Calculating entropy change: reversible vs irreversible process

Question

Since the change in internal energy and enthalpy, which are equal to the heats for a constant-volume and constant-pressure process, respectively, are state functions, the heats for a reversible v.s. irreversible process should be equal. Thus, the entropy change of the surroundings which equals the quotient of the heat and temperature are equal for reversible v.s. irreversible processes.

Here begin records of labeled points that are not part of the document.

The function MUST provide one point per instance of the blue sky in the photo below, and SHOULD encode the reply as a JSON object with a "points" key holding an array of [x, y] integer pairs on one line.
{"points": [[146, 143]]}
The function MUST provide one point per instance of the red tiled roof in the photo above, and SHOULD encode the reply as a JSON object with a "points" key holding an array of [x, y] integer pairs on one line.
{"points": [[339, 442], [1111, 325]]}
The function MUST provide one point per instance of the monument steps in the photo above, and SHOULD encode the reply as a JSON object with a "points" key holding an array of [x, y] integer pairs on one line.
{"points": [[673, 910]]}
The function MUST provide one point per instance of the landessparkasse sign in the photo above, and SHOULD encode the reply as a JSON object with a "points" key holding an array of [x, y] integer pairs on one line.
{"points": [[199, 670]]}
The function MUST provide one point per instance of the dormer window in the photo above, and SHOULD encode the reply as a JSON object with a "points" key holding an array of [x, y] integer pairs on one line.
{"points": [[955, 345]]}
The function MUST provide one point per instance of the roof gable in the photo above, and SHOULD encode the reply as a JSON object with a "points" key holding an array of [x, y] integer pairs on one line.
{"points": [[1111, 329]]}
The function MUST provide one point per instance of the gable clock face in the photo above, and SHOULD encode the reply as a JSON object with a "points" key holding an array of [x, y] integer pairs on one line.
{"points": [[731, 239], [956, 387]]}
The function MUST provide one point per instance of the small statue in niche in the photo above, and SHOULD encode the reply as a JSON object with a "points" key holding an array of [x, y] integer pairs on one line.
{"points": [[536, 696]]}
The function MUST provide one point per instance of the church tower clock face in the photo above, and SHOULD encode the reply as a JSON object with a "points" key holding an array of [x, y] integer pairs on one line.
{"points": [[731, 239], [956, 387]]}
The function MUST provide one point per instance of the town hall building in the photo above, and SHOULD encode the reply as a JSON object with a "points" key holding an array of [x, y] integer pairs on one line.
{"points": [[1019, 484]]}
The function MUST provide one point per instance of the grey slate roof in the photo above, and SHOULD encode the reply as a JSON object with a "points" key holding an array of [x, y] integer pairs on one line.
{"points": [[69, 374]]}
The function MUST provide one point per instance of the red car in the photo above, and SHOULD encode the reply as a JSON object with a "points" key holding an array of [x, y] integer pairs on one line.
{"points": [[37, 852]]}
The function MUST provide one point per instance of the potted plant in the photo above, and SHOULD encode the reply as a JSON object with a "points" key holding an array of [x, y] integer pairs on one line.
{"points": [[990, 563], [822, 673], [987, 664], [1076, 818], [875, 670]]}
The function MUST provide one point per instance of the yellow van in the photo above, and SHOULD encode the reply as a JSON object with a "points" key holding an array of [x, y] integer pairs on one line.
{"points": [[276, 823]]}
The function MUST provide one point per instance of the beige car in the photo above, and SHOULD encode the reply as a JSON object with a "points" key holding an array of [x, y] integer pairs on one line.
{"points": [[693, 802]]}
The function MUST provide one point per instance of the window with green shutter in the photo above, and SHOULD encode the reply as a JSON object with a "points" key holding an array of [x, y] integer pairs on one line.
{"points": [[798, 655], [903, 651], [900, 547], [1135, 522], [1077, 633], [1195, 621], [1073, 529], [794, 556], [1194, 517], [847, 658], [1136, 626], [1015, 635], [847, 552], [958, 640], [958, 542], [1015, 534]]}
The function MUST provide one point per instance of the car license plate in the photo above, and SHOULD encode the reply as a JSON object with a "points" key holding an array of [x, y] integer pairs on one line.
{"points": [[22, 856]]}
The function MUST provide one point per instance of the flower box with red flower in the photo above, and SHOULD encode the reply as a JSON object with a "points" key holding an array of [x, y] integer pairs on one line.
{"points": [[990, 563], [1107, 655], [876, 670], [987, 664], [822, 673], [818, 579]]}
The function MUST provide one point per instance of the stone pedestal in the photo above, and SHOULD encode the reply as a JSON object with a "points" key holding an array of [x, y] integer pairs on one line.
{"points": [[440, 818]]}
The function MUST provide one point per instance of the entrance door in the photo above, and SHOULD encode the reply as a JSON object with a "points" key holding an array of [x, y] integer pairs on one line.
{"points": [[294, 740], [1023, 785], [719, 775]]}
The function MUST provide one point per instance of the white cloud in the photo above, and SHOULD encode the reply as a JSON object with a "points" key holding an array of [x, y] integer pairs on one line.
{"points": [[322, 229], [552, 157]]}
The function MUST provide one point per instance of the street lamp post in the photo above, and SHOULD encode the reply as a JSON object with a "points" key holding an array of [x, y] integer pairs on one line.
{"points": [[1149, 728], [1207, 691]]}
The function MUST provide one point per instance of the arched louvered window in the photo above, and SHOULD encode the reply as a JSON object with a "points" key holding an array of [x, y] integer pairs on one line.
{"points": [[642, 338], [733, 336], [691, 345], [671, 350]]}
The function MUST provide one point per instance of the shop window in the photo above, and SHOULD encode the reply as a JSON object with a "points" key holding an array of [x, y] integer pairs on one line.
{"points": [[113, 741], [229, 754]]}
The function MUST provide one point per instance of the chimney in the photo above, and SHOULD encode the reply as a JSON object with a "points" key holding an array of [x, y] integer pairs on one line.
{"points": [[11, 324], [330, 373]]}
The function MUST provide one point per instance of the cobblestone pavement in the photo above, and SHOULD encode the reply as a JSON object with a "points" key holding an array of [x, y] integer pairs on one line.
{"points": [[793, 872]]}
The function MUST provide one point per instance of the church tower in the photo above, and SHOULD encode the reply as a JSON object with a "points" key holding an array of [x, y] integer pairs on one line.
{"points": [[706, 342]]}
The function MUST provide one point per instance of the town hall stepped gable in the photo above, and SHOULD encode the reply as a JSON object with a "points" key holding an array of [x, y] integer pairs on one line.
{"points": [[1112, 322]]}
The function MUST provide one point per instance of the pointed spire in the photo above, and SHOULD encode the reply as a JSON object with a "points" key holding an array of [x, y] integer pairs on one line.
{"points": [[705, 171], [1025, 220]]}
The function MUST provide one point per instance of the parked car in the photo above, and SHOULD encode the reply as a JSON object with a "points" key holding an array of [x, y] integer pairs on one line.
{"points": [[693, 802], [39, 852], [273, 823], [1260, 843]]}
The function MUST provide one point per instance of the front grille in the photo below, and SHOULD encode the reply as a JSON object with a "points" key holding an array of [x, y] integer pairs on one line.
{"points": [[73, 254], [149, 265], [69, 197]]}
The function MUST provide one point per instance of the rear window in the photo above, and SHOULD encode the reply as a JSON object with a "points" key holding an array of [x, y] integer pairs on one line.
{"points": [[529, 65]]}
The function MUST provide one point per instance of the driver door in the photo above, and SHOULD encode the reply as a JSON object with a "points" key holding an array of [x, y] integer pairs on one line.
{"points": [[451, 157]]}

As Engel's Physical Chemistry states it:

Because H and U are state functions, the amount of heat entering the surroundings is independent of the path; q is the same whether the transfer occurs reversibly or irreversibly.

However, when the book proceeds to evaluating the change in entropy for the surroundings for a reversible vs irreersible process, the q used for evaluating the change in entropy of surroundings are not equal for the reversible v.s. irreversible process, which contradicts what the textbook previously stated.

The question:

One mole of an ideal gas at 300. K is reversibly and isothermally compressed from a volume of 25.0 L to a volume of 10.0 L. Because the water bath thermal reservoir in the surroundings is very large, T remains essentially constant at 300. K during the process.

Calculation of change in entropy for reversible path:

Calculation for irreversible path:

It seems that the book used the actual heat for the irreversible process. However, I don't understand why the entropy's from the two calculations are not equal. Also, I fail to understand why the change in entropy for the surroundings are not equal for the two process for which the final and initial states are equal --> change in entropy is a state function and should be the same regardless of path.

References

Engel, Thomas, and Philip Reid. Physical Chemistry. San Francisco: Pearson Benjamin Cummings, 2006.

Answer 1

You are confused about how to calculate the entropy change for a system and surroundings that have experienced an irreversible process. For the irreversible path, you correctly calculated the final state using the first law of thermodynamics. From this point on, you must totally forget about the irreversible path and, instead, focus exclusively on the initial and final end states. You must separate the system from the surroundings, and then devise an alternative reversible path for each of them separately that takes each from its initial state to its final state. You did that correctly for the system, and determined its correct entropy change (-7.62 J/K). This is the entropy change for the system both for the reversible path you devised as well as for the actual irreversible path.

In the case of the surroundings, during the irreversible process, its internal energy increased by 3.741 kJ at the constant temperature of 300 K. So, for its alternative reversible path, to achieve this same internal energy change at 300 K, the amount of reversible heat it would have to absorb would be the same 3.741 kJ. So, the change in entropy of the surroundings in the irreversible process was 12.47 J/K.

I know that this might all sound a little confusing. So here is a more detailed explanation of the fundamentals as well as a cookbook (foolproof) recipe for determining the change in entropy of the system and surroundings for any arbitrary irreversible process on a closed system (including worked examples of the methodology): https://www.physicsforums.com/insights/grandpa-chets-entropy-recipe/

Answer 2

I'll address part of your confusion here:

The following statement is not generally true:

Because H and U are state functions, the amount of heat entering the surroundings is independent of the path; q is the same whether the transfer occurs reversibly or irreversibly.

For instance, in a closed system $\Delta U = q + w$ so what is independent of path isn't $q$, it's the sum of $q + w$.

However, there was no mistake or contradiction by Engel & Reid in making that statement, because in the sentence immediately prior they make it clear they are discussing changes done at constant V or constant p. And, in those cases, their statement does apply.

Here is the entire quote:

If the surroundings are at constant V, $q_{surroundings} = \Delta U_{surroundings}$, and if the surroundings are at constant P, $q_{surroundings} = \Delta U_{surroundings}$. Because H and U are state functions, the amount of heat entering the surroundings is independent of the path; q is the same whether the transfer occurs reversibly or irreversibly.

I.e., the problem isn't with Engle & Reid's statement, the problem is that you quoted it while omitting a critical set of information.

There are errors in Engel & Reid, to be sure, but this isn't one of them.